About 3,500 years later, in 2019, students began leaving their classes and publicly demonstrating once a week for protection of the climate. Eventually they were joined by millions of other people. They called their actions a student strike for climate.

A strike is narrowly defined as a work stoppage caused by a collective refusal of employees to work. But the term has been generalized to cover many other forms of collective protest and resistance. There are student strikes, rent strikes, hunger strikes, sympathy strikes, general strikes, mass strikes, political strikes, and others. What they all have in common is that a group attempts to influence their conditions and those of society by collectively withdrawing from and disrupting the normal activities of life. The climate strikes fit this broader definition.

Circa 1934, during labor strikes in Minneapolis, Minnesota, police battle with striking truck drivers. From the National Archives and Records Administration, Franklin D. Roosevelt Library (NLFDR), 4079 Albany Post Road, Hyde Park, NY, 12538-1999.

Such strikes use what I call “the power of the powerless.” Social movements and popular upheavals ranging from abolitionism to the American civil rights movement, from the Women’s Liberation Movement to Polish Solidarity, from the Latin American democratization movements to the gay rights movement have changed societies despite powerful opponents.  How can they have such effects when they are made up of people who appear — and feel — so powerless within existing institutions and when they are opposed by such massive concentrations of power?
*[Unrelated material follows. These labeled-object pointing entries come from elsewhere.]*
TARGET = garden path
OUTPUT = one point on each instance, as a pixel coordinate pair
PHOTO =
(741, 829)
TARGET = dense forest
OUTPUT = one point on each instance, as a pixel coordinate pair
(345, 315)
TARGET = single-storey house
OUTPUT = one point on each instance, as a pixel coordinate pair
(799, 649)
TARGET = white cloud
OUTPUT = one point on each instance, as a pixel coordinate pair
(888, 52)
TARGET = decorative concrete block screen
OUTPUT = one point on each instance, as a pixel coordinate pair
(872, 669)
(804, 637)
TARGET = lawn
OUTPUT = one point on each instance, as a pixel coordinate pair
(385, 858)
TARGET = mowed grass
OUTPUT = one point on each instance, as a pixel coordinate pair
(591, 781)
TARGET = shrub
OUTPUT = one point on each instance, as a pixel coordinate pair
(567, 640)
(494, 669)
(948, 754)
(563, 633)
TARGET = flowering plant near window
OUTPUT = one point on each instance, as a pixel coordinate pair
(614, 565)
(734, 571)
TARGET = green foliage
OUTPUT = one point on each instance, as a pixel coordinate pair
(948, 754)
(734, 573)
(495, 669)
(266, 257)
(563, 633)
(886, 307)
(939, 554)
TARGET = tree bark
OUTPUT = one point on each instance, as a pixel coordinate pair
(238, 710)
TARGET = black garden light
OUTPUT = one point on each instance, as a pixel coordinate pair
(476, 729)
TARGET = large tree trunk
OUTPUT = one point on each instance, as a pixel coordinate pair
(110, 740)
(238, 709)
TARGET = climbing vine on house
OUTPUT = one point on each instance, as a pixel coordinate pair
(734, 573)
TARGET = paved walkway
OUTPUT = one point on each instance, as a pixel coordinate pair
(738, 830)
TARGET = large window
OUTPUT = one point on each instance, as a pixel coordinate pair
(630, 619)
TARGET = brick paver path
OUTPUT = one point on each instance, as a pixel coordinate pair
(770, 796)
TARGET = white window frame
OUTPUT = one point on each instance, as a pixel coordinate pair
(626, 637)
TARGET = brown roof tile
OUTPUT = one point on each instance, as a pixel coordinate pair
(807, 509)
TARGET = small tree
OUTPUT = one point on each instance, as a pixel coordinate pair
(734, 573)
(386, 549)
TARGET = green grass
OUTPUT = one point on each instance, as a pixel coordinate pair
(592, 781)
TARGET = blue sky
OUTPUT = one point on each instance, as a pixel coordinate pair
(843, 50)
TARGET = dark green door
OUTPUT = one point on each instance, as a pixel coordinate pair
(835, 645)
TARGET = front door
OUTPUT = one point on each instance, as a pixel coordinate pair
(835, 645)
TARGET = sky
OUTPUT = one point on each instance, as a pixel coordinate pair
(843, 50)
There’s a big hint in Bertolt Brecht’s From A German War Primer:

General, your tank is a strong vehicle.

It breaks down a forest and crushes a hundred people.
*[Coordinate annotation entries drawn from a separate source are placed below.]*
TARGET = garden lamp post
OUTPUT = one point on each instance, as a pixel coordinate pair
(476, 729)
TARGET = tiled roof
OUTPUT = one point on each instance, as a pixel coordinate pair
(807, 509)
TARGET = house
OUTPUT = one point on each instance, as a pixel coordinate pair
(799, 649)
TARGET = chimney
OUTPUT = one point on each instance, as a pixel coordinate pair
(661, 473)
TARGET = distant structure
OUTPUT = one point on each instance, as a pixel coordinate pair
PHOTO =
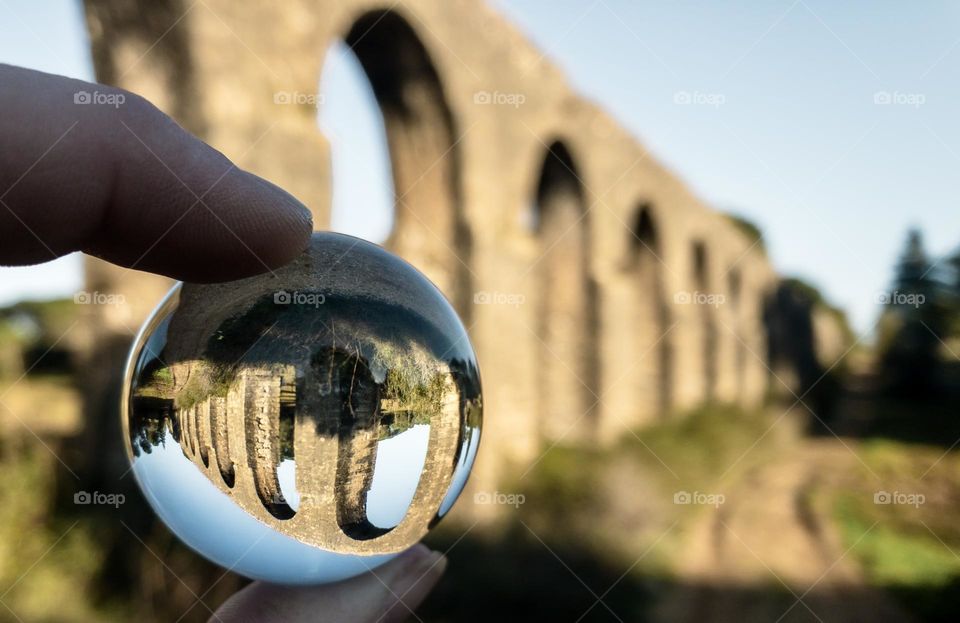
(616, 300)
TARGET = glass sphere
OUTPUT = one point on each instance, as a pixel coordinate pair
(308, 424)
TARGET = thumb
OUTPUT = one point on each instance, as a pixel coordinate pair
(387, 594)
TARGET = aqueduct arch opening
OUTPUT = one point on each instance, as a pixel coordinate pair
(704, 306)
(735, 290)
(653, 352)
(567, 314)
(429, 228)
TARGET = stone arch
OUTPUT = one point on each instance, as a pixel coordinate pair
(704, 307)
(735, 292)
(430, 228)
(566, 319)
(654, 353)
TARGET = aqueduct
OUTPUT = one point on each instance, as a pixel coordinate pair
(600, 294)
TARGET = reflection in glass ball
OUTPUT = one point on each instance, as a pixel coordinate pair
(305, 425)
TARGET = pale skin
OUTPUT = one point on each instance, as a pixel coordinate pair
(127, 184)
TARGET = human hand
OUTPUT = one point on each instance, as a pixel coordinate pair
(127, 184)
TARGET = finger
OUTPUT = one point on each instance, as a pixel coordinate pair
(84, 167)
(388, 594)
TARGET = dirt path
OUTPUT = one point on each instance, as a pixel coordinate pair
(769, 555)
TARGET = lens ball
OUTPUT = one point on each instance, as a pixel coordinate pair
(305, 425)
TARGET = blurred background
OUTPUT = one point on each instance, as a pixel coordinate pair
(763, 310)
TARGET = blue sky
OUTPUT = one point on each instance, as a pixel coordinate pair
(797, 142)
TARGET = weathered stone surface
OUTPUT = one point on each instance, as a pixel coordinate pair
(604, 331)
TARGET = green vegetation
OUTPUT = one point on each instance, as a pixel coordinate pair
(750, 230)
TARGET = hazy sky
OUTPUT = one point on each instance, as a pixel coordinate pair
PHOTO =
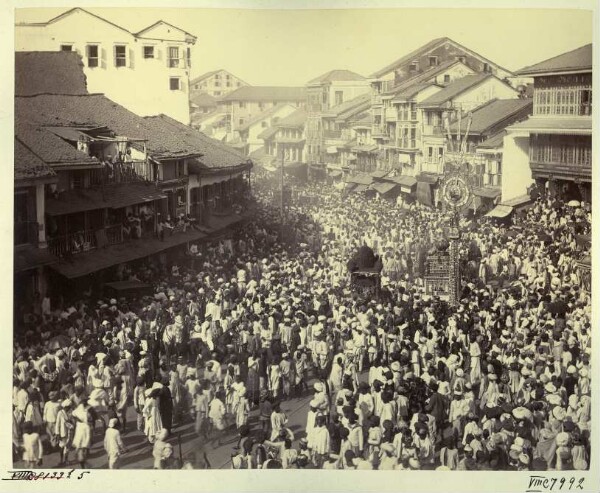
(290, 47)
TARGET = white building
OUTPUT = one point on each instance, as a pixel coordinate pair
(147, 72)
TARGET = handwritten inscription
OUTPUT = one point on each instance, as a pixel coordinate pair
(27, 475)
(538, 484)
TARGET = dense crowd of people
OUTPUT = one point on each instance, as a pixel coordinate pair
(501, 381)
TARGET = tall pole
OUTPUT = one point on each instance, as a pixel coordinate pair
(282, 211)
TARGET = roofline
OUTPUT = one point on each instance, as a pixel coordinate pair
(554, 72)
(168, 24)
(445, 39)
(420, 105)
(74, 9)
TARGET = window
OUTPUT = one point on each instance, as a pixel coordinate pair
(92, 55)
(339, 97)
(148, 51)
(173, 56)
(120, 56)
(174, 84)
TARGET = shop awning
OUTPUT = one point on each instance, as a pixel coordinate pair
(487, 192)
(520, 201)
(383, 188)
(29, 257)
(113, 197)
(424, 193)
(427, 178)
(500, 211)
But it has one fault: it needs a driver.

The power of the general, however great it may appear, depends on that driver.  More generally, those who dominate can do so only because others support or acquiesce in their domination.  It is the activity of people – going to work, paying taxes, buying products, obeying government officials, staying off private property – that continually re-creates the power of the powerful.

This dependence is captured in the labor movement anthem Solidarity Forever:

They have taken untold millions that they never toiled to earn

But without our brain and muscle not a single wheel can turn.

That dependence of the powerful on the apparently powerless can be parlayed into power through the formation of a social movement or collective actor, most often in the case of labor struggles a union:

We can break their haughty power, gain our freedom when we learn

That the union makes us strong.

On June 1, 1992, hundreds of drywall workers walked off construction sites, demanding a union and higher wages. Five weeks into the walkout, 149 of them were arrested after sheriff’s deputies said the men stormed a construction site in Mission Viejo, one of the largest mass arrests in Orange County. Nearly 90 of those arrested were in danger of being deported as undocumented immigrants. Acting in solidarity, the men refused a plea bargain and asked for trials. Photo Credit: Slobodan Dimitrov

After closely following the massive strikes, general strikes, street battles, peasant revolts, and military mutinies of the Russian Revolution of 1905 that forced the Czar to grant a constitution, Mohandas (not yet dubbed “Mahatma”) Gandhi concluded, “Even the most powerful cannot rule without the cooperation of the ruled.”[1]  Shortly thereafter he launched his first civil disobedience campaign, proclaiming “We too can resort to the Russian remedy against tyranny.”

The power of strikes results from dependence. If students refuse to attend classes, schools cease to function. If tenants refuse to pay their rent in a rent strike, landlords lose their source of income. Power based on dependence is particularly clear in strikes by workers. Employers depend on workers to work in order to produce whatever they hope to sell; if workers don’t work employers face a direct economic loss. Since other companies and society as a whole also depend on what workers produce, they too are affected when workers refuse to work. Climate strikes would be far more powerful if workers participated by striking at work.

In this series of commentaries we will look at the history of strikes in the wider sense to see what might be learned from them for today’s climate strikes. We will pay particular attention to how they might come to incorporate the specific power of worker strikes in the workplace.


[1] Mohandas K. Gandhi, Indian Opinion, November 11, 1905.